Abstract 3779: Arterial Wall Remodeling in Response to Atheroma Regression with Very Intensive Lipid Lowering: Insights from the ASTEROID Trial
Background: Early atheroma regression is accompanied by contraction of the external elastic membrane (EEM) and no changes in lumen dimensions. This study aimed to investigate the pattern of arterial wall remodeling that accompanies long term atheroma regression in response to very intensive lipid lowering.
Methods: 349 subjects with angiographic coronary artery disease underwent serial assessment of plaque progression by intravascular ultrasound in response to treatment with rosuvastatin 40mg daily. Changes in the dimensions of the lumen and EEM in the entire cohort and subjects that underwent plaque regression (decrease in percent atheroma volume, PAV) and progression (increase in PAV) were investigated.
Results: Serial changes in lumen and external elastic membrane (EEM) volumes are summarized in the table⇓ below.
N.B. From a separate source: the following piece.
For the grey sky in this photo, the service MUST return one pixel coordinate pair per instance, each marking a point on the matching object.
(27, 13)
Reductions in PAV (−0.8%, p<0.0001) and total atheroma volume (TAV, −12.5 mm3, p<0.0001) were accompanied by reductions in lumen volume by 3.1% and EEM volume by 4.7%. Atheroma regression was accompanied by a 3.9% reduction in EEM and no change in lumen volumes. Substantial regression was not only associated with a similar 3.2% reduction in EEM, but also a 3.5% increase in lumen. Plaque progression was accompanied by 5.8% reductions in EEM and 9.1% reduction in lumen. Substantial progression was accompanied by a similar 5.7% reduction in EEM and a greater degree of luminal contraction (11.7%).
Conclusion: Mild degrees of atheroma regression are accompanied by contraction of the EEM without changes in the lumen. With increasing degrees of regression, EEM contraction is accompanied by luminal enlargement. This highlights the dynamic nature of arterial wall remodeling in response to long term, substantial atheroma regression.